Revelations in Iowa: When immigrants are sent away
For the past several months the debate over U.S. immigration policy has centered on the tiny town of Postville, Iowa. In May, government officials descended on the town and arrested almost 400 immigrants who worked at a kosher meat processing plant. Close to 300 of the workers, most of whom are from Guatemala, were convicted of fraud. Also arrested were two employees of the company, Agriprocessors, who were charged with harboring illegal immigrants.
The raid was an apocalyptic event for Postville. The plant had been the economic backbone of the town of 2,300. After the raid, about half the town’s workforce was unemployed. Hundreds of families lost their primary source of income. Many of them turned to St. Bridget’s Catholic Church for food and for legal, moral and spiritual support.
The raid was apocalyptic not only for the town and its residents but for the rest of us, in the deepest meaning of apocalyptic: it offered a revelation, an unveiling, of the immigration crisis.
It revealed, first of all, how deeply undocumented immigrants are woven into American life, even in places like northeast Iowa. Many of these immigrants had lived in Postville for a decade. Their work bolstered the local economy. Their children attended local schools. Many of them were married at St. Bridget’s and had their children baptized there, and they assisted at worship and sang in the choir. The Postville raid vividly demonstrated the human cost of arresting and deporting illegal workers. That draconian measure means separating children from parents and ripping apart schools, churches and communities.
Something else came to light with the raid: workers came forward to say that they had been forced to work long hours in unsafe conditions. According to news reports, Agriprocessors had earlier been cited for having unsafe working conditions and for failing to pay overtime. One of the major problems with illegal immigration is the dangers it poses to the immigrant workers themselves, who work without legal benefits and protection and are ripe for exploitation. A July 28 rally to protest conditions at the plant drew several rabbis, including Harold Kravitz of Minnesota, who saw the irony of a kosher processing plant operating with unethical principles. “Proper business conduct and treatment of workers also are important Jewish values,” Kravitz told the New York Times.
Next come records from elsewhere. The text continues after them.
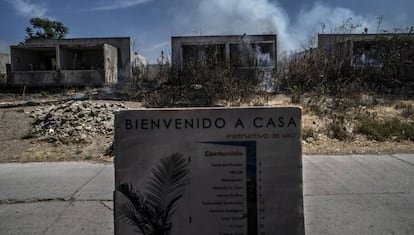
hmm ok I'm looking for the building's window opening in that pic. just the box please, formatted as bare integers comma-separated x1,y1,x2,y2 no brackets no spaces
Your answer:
13,47,56,71
60,46,103,71
230,42,274,68
182,44,226,69
352,41,384,67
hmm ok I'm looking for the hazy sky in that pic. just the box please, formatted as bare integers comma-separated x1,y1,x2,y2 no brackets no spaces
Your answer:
0,0,413,63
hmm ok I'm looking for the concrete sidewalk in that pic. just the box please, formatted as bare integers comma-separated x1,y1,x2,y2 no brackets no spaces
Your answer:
0,154,413,234
304,154,414,235
0,162,113,234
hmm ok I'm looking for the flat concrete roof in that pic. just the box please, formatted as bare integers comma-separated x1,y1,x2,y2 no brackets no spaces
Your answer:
172,34,276,38
318,33,414,36
11,44,106,50
15,37,130,47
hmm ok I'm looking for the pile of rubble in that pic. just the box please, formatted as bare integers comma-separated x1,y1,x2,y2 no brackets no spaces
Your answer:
29,100,126,143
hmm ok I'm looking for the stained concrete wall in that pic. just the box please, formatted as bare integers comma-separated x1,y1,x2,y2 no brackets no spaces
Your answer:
104,44,118,85
8,70,103,87
0,52,10,74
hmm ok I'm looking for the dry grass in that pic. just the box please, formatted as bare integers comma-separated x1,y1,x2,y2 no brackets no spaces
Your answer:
0,91,413,163
238,93,414,154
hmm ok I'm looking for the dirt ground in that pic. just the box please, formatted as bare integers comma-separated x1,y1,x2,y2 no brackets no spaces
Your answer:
0,104,114,163
0,92,413,163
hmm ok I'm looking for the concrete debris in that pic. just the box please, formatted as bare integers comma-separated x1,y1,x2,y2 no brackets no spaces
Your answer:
29,101,126,143
71,92,89,101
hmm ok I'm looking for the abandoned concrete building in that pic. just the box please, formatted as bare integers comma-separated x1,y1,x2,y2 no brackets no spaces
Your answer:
0,52,10,75
319,33,402,62
317,33,414,81
9,37,131,87
171,34,277,82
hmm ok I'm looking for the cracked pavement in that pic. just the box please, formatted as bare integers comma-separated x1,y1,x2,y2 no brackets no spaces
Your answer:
0,154,413,234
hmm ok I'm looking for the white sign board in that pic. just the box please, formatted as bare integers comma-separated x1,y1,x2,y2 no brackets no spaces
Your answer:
114,107,304,235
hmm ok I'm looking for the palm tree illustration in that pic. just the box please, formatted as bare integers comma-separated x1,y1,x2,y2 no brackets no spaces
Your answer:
116,153,188,235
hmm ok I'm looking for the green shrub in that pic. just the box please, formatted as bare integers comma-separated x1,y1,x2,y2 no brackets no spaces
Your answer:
357,117,414,141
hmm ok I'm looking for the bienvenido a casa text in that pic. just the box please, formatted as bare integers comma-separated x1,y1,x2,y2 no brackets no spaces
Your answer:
124,116,297,130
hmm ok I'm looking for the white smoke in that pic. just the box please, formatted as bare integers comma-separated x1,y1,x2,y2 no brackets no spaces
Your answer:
4,0,47,17
131,52,147,77
172,0,292,52
0,40,10,54
172,0,379,54
292,3,378,47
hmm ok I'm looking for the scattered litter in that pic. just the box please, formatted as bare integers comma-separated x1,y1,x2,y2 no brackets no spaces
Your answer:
29,100,126,143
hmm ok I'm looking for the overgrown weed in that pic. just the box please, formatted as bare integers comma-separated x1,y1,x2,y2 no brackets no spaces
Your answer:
357,116,414,141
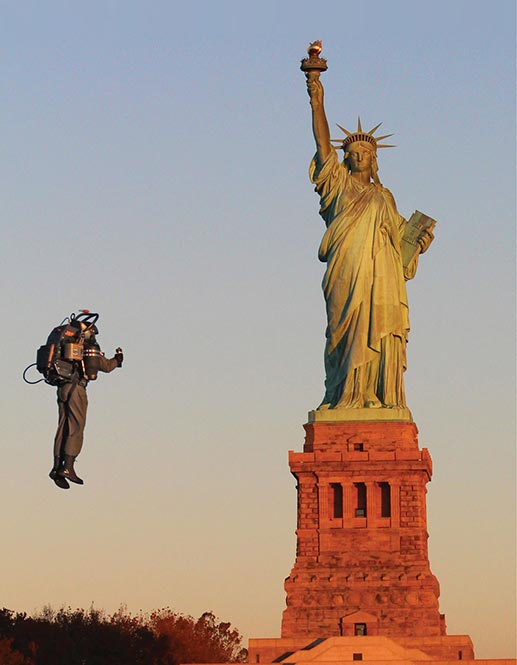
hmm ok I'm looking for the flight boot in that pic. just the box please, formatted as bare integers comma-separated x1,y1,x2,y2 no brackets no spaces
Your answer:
58,454,84,485
49,456,70,490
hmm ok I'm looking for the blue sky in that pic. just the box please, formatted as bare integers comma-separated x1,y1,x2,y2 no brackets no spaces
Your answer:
1,0,515,659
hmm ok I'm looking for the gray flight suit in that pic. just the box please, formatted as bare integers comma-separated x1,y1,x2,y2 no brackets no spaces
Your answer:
53,356,119,458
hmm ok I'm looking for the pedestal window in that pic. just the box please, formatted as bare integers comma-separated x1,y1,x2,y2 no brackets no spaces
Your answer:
354,482,367,517
329,482,343,518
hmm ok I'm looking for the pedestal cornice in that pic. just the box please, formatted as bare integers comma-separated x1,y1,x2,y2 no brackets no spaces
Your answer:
308,407,413,423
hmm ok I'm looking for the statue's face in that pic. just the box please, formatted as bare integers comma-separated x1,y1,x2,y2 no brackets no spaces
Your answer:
344,142,376,174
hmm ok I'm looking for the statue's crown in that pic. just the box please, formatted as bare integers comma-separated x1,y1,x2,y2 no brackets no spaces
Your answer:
331,118,395,151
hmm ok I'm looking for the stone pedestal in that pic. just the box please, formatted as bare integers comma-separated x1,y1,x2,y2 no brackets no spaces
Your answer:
241,418,517,665
281,420,445,641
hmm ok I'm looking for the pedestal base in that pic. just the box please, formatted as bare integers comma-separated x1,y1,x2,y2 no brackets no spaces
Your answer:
248,635,482,664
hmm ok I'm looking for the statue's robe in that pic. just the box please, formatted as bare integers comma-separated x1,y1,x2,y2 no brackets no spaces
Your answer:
311,148,415,408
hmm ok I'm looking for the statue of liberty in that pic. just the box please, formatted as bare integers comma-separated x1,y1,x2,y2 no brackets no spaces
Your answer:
303,43,434,413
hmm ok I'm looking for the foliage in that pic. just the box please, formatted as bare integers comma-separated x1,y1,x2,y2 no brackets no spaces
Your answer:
151,609,247,663
0,606,246,665
0,637,33,665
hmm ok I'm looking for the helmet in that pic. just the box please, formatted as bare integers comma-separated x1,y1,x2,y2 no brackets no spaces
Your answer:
80,322,99,341
72,311,100,341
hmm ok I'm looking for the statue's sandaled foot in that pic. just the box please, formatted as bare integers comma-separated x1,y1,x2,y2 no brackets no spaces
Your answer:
365,398,382,408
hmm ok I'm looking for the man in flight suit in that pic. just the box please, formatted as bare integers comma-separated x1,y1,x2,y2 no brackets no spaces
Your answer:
49,321,123,490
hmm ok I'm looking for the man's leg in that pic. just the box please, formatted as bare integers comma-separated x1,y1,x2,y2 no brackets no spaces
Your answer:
50,384,72,489
59,383,88,485
63,383,88,457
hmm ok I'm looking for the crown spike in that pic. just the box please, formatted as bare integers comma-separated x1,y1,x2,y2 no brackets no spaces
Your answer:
377,144,396,149
375,133,394,141
357,117,363,132
368,122,383,135
336,123,353,137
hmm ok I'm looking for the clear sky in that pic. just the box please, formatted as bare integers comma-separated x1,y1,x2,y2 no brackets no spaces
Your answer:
1,0,515,659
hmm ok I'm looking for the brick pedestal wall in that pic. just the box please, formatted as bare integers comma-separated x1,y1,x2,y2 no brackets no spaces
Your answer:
282,421,446,640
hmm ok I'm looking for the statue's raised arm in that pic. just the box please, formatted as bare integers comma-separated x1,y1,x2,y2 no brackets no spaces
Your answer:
301,41,332,163
307,76,331,163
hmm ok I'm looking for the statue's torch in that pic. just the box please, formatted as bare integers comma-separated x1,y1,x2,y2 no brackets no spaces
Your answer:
300,40,328,80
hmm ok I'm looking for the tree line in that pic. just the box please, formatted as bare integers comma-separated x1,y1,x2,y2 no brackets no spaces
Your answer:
0,606,247,665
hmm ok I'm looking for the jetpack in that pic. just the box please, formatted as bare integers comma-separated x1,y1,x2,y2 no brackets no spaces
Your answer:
23,310,102,386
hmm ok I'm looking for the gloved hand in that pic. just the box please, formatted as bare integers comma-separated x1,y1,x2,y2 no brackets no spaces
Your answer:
115,347,124,367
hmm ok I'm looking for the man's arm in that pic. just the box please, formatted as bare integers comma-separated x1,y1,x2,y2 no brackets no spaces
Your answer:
306,75,331,162
98,348,123,373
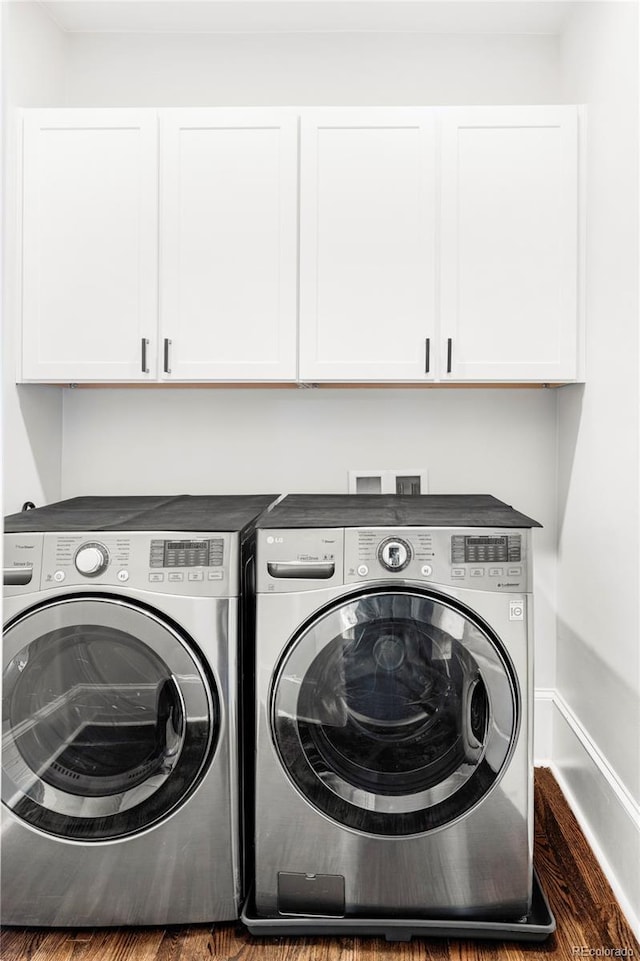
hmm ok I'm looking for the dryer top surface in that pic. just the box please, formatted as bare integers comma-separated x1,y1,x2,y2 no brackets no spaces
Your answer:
4,494,279,534
255,494,542,530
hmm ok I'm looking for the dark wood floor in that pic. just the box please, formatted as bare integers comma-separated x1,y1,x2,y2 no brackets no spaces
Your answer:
2,768,638,960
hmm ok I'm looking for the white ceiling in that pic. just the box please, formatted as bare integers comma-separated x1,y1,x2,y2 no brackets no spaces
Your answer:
40,1,577,35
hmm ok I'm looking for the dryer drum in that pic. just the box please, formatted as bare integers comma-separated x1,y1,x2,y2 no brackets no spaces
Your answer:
8,627,185,798
2,596,217,841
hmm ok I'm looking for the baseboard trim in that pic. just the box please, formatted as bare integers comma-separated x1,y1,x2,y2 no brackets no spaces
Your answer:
533,688,640,940
552,692,640,827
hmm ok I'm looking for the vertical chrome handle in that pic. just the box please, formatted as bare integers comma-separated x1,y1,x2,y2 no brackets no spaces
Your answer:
141,338,149,374
425,338,430,374
164,338,172,375
447,338,452,374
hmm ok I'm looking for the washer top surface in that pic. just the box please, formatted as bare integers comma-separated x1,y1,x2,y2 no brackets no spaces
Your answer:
5,494,278,534
255,494,542,529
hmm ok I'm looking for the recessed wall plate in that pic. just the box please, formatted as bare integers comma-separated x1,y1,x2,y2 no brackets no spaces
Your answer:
348,470,429,495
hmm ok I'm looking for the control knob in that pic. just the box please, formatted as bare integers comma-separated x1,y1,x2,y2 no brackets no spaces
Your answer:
378,537,412,572
74,542,109,577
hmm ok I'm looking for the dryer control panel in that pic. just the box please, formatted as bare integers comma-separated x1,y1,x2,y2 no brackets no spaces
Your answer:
3,531,239,597
344,527,531,593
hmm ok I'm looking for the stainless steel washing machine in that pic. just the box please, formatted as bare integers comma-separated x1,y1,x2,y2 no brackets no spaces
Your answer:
252,494,541,922
2,494,275,926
Almost everyone agrees that with over 10 million undocumented people living in the U.S., the country’s immigration system is broken. The question is not whether it needs to be fixed but how to fix it in a humane way. The raid in Postville showed that the fix must be one that keeps families together, protects workers’ rights, and allows those who have contributed to our economy and our communities—and want to keep on doing so—to come out of the shadows and become citizens.